Processing Neo4j Transaction Events with KSQL and Kafka Streams
The Neo4j Streams Library lets users send transaction events to a Kafka topic, and in this post we’re going to learn how to explore these events using the KSQL streaming SQL Engine.
All the infrastructure used in this post can be launched locally from Docker compose, using the following command:
git clone git@github.com:mneedham/ksql-kafka-neo4j-streams.git && cd ksql-kafka-neo4j-streams
docker-compose-up
Running this command will create four containers:
Starting zookeeper-blog ...
Starting broker-blog ...
Starting ksql-server-blog ...
Starting neo4j-blog ...
While that’s running, let’s learn how to use the Neo4j Streams Library. The library has four parts:
-
Neo4j Streams Procedure: a procedure to send a payload to a topic
-
Neo4j Streams Producer: a transaction event handler events that sends data to a Kafka topic
-
Neo4j Streams Consumer: a Neo4j application that ingest data from Kafka topics into Neo4j via templated Cypher Statements
-
Kafka-Connect Plugin: a plugin for the Confluent Platform that allows to ingest data into Neo4j, from Kafka topics, via Cypher queries.
We’re going to use the Neo4j Streams Producer to configure a source that will publish all nodes with the User
label to the users_blog
topic.
If we were deploying Neo4j in a non Docker environment we’d do this by adding the following line to our Neo4j Configuration file:
streams.source.topic.nodes.users_blog= User{*}
But in our case we’re using Docker, so instead we’ll define the following environment variable:
NEO4J_streams_source_topic_nodes_users__blog: User{*}
We can also see this configuration in the Docker Compose file:
Now we’re going to run a Cypher fragment that creates some User
nodes in the Neo4j Browser, which is accessible from http://localhost:7474
:
UNWIND range(0, 100) AS id
CREATE (u:User {id: id})
> Added 101 labels, created 101 nodes, set 101 properties, completed after 173 ms.
The diagram below shows the workflow of our query going into Neo4j, and then events being published to Kafka:
Once this query has completed, events capturing the creation of those nodes will be published to the users_blog
topic.
We can then use KSQL to explore that data.
But first things first, what is KSQL?
KSQL is the streaming SQL engine for Apache Kafka®. It provides an easy-to-use yet powerful interactive SQL interface for stream processing on Kafka, without the need to write code in a programming language such as Java or Python.
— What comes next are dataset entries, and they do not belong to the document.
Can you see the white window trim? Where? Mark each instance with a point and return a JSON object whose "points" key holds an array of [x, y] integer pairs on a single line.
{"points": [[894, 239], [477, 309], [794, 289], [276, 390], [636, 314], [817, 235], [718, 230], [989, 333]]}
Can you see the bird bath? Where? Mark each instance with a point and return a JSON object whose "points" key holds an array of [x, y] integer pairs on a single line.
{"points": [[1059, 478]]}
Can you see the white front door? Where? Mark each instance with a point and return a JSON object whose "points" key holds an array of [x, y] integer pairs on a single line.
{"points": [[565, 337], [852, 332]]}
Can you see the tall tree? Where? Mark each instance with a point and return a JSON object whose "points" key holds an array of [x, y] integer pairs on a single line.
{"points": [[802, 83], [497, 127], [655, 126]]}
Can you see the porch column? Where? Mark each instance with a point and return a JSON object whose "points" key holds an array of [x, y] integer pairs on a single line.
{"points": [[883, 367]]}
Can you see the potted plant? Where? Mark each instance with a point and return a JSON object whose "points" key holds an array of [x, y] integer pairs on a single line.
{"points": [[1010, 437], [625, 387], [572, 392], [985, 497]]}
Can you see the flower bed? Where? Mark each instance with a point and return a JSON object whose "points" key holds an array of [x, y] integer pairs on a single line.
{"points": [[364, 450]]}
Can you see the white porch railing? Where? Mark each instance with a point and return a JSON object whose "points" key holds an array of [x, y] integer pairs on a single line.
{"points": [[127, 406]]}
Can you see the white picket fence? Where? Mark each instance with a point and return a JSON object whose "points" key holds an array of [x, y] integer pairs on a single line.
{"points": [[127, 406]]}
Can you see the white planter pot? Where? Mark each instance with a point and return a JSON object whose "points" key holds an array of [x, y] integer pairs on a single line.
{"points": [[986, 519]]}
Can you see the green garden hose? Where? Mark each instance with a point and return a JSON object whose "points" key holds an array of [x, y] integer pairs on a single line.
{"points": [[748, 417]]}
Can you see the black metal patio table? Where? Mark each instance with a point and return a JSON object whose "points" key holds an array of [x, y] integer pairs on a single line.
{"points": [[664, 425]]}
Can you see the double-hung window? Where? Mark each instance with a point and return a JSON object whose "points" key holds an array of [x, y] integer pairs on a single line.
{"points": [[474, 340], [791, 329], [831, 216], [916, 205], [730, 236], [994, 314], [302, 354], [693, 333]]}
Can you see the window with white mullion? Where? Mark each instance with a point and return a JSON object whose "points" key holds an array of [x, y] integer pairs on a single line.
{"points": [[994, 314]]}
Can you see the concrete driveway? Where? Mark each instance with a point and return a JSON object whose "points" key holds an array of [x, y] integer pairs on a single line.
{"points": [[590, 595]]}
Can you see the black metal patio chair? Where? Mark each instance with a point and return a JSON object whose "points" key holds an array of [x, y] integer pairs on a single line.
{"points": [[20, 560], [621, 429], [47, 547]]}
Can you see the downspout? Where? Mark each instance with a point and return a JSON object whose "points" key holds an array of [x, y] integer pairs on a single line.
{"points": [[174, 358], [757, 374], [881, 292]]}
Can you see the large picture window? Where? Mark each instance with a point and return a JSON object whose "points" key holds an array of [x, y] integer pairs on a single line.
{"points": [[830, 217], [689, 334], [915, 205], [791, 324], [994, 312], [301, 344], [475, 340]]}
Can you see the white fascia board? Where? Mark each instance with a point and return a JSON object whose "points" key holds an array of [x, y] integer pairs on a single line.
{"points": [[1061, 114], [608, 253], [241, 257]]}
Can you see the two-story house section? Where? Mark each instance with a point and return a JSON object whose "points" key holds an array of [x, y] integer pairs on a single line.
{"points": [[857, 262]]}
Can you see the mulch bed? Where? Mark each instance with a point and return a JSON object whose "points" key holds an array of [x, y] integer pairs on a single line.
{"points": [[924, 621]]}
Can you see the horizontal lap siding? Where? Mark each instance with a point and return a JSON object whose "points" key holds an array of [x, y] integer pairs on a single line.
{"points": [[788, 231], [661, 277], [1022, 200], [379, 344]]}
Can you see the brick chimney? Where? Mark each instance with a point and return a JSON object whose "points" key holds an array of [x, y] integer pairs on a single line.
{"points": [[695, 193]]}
KSQL is scalable, elastic, fault-tolerant, and real-time. It supports a wide range of streaming operations, including data filtering, transformations, aggregations, joins, windowing, and sessionization.
We’ll execute KSQL queries using the KSQL CLI Docker container. Before we launch that container we need to know the name of the network on which our other containers are running. We can run the following code to determine the network:
for container in `docker container ls --format "{{.Names}}"`; do
network=`docker inspect $container --format='{{ .HostConfig.NetworkMode }}'`
printf '%-20s %-15s\n' $container $network
done
ksql-server-blog ksql-kafka-neo4j-streams_default
neo4j-blog ksql-kafka-neo4j-streams_default
broker-blog ksql-kafka-neo4j-streams_default
zookeeper-blog ksql-kafka-neo4j-streams_default
All of our containers are using the network called ksql-kafka-neo4j-streams_default
, a value that we’ll pass to the --network
parameter when we launch the KSQL CLI container:
$ docker run --network ksql-kafka-neo4j-streams_default --rm --interactive --tty confluentinc/cp-ksql-cli:5.2.1 http://ksql-server:8088
Note that the http://ksql-server:8088
value at the end of the command refers to the container name and listener port of our KSQL Server, which we can see in the following fragment of our Docker Compose file:
ksql-server:
container_name: ksql-server
image: "confluentinc/cp-ksql-server:5.2.1"
depends_on:
- broker
environment:
KSQL_BOOTSTRAP_SERVERS: broker:9093
KSQL_LISTENERS: http://0.0.0.0:8088
When we run that command we should see the following output:
===========================================
= _ __ _____ ____ _ =
= | |/ // ____|/ __ \| | =
= | ' /| (___ | | | | | =
= | < \___ \| | | | | =
= | . \ ____) | |__| | |____ =
= |_|\_\_____/ \___\_\______| =
= =
= Streaming SQL Engine for Apache Kafka® =
===========================================
Copyright 2017-2018 Confluent Inc.
CLI v5.2.1, Server v5.2.1 located at http://ksql-server:8088
Having trouble? Type 'help' (case-insensitive) for a rundown of how things work!
ksql>
If we see this prompt we’re ready to roll.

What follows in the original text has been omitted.